Deze stond in het laatst der 16de eeuw onder de leiding van Coornhert, Spiegel en Visscher en werd de kweekschool van Hooft, Vondel enz. Na dien tijd kwamen de Kamers der rederijkers allengs in verval. In het zuiden van Nederland geraakten zij onder den dwang der geestelijkheid, en in het noorden hadden zij te strijden tegen het Hervormd puritanismus, dat zich afkeerig betoonde van alle tooneelvoorstellingen. Slechts enkele Kamers bleven als letterkundige vereenigingen bestaan, zooals die te Haarlem: „Trouw moet blijken” en „Liefde bovenal”, welke laatste in 1826 geheel hersteld is. In de laatste 25 jaren heelt men voorts op vele plaatsen vereenigingen gesticht ter beoefening der uitwendige welsprekendheid en daaraan den naam gegeven van „rederijkkamers”. Deze houden openbare vergaderingen, soms wedstrijden en geven een jaarboekje uit.

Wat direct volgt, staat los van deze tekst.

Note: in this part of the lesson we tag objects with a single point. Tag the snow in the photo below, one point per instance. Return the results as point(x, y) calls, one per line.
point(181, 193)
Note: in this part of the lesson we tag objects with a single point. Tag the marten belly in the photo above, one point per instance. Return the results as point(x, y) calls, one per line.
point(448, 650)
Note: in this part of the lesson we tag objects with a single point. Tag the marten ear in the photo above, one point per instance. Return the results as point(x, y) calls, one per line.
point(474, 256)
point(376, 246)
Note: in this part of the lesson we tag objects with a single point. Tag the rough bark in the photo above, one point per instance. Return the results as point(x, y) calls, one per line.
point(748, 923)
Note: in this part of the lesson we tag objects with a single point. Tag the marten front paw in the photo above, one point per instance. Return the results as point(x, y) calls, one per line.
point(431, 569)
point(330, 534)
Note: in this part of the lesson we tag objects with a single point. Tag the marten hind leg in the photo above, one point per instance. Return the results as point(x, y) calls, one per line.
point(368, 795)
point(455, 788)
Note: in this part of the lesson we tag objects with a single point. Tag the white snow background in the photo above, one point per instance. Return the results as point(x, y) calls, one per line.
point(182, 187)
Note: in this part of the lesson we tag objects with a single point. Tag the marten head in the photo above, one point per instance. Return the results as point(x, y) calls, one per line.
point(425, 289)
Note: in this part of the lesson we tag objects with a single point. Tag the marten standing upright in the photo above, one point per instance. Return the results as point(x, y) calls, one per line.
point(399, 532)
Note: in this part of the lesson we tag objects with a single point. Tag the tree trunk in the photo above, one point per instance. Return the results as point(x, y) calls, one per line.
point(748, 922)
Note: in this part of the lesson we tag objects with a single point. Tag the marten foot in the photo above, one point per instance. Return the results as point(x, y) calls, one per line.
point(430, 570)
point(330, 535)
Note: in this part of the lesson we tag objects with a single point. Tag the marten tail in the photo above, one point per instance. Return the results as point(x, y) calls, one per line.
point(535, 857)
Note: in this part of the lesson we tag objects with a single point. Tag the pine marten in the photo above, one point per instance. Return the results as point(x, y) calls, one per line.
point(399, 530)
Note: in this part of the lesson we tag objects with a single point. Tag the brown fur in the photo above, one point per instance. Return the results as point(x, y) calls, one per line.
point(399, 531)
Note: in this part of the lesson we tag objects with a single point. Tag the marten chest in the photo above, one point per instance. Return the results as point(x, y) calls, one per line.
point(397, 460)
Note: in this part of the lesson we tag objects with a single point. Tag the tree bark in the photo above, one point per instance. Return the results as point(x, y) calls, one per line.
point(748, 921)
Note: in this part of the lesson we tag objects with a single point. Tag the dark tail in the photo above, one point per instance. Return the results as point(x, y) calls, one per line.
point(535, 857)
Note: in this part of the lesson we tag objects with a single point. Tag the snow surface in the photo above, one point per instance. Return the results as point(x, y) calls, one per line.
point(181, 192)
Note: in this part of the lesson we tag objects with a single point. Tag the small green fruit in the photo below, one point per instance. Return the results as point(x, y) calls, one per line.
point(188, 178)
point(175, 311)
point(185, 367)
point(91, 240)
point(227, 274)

De oude Rederijkkamers werden verdeeld in vrije en onvrije. De eerste waren door de overheid als corporatiën erkend en genoten op vele plaatsen onderscheidene privilegiën,— terwijl de laatste slechts bestonden als afzonderlijke vereenigingen. Doorgaans had men in zulk eene Kamer een keizer, een prins, een lactor, een deken en een vinder, alsmede een nar, om grappen te maken bij openbare vertooningen. Elke Kamer had haar blazoen, namelijk: een schild, dat haar corps de devise voerde, met hare zinspreuk er boven.Dikwijls werden door de Kamers luisterrijke wedstrijden gehouden, waarbij aan die Kamer, welke bij de dichterlijke behandeling van een te voren opgegeven onderwerp boven de anderen uitblonk, een prijs werd vereerd. Waren zulke zamenkomsten groot en glansrijk, dan droegen zij den naam van landjuweel, terwijl men de meer eenvoudige met dien van haagspelen bestempelde.

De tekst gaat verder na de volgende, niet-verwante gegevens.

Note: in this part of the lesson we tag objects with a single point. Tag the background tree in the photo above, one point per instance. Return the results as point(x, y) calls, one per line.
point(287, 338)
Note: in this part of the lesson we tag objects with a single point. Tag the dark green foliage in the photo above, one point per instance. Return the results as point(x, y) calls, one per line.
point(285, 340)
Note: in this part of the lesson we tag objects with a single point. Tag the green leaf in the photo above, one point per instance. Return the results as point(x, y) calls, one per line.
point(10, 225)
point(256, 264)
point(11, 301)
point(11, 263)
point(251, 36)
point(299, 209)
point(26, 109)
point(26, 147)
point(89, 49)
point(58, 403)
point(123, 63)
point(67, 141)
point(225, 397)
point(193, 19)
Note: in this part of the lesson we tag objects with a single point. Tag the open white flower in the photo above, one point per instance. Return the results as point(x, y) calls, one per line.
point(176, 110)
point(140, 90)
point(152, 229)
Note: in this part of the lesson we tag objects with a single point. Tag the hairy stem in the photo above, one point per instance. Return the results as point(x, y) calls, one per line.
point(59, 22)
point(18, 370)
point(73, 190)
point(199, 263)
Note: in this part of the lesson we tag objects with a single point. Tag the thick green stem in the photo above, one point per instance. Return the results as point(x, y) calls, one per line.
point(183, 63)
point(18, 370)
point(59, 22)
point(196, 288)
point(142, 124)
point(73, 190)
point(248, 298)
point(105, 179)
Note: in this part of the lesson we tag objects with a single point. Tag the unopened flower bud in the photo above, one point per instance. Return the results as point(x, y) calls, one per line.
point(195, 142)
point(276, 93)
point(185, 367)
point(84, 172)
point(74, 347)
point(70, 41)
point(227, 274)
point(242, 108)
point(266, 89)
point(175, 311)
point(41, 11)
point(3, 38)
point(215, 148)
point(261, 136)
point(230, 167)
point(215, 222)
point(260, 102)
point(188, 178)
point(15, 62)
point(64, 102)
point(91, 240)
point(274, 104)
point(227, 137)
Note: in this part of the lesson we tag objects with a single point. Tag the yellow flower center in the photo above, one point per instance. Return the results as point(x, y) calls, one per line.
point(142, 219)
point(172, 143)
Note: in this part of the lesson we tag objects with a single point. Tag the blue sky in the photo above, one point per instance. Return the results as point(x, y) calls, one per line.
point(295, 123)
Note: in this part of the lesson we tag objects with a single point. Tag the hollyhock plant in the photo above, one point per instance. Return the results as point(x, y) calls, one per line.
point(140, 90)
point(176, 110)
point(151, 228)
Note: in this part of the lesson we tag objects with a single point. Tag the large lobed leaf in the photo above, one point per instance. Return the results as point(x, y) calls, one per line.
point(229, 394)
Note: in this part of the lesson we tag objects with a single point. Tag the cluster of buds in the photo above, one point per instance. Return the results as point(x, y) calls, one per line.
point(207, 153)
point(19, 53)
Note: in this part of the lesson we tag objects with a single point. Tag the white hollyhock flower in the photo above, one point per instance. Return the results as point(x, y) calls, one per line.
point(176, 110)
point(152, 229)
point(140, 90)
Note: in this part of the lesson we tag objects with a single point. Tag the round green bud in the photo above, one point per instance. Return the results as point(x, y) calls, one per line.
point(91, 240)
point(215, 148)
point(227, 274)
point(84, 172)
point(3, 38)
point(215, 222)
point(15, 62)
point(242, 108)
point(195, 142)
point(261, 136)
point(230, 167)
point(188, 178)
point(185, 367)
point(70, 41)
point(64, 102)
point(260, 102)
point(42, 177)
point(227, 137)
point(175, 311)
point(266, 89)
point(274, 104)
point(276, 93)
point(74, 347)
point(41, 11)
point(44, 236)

Luisterrijk was vooral het landjuweel te Antwerpen in 1560: daar verschenen uit 11 steden 14 Kamers, bestaande uit 1473 personen. De feestviering duurde eene geheele week, en er werden niet slechts prijzen uitgereikt voor de beste „spelen” maar ook voor de prachtigste costumes. Voorts vertoonden zich de Rederijkkamers doorgaans in al haar glans bij feestelijke gelegenheden, bijv. bij intogten van Vorsten enz., terwijl zij daarbij gewoonlijk niet verzuimden, blijken te geven van hare staatkundige gevoelens. Merkwaardige bijzonderheden omtrent de Rederijkkamers vindt men in het tweede boek van de „Geschiedenis der Nederlandsche letterkunde” van dr. Jonckbloet, thans hoogleeraar te Leiden.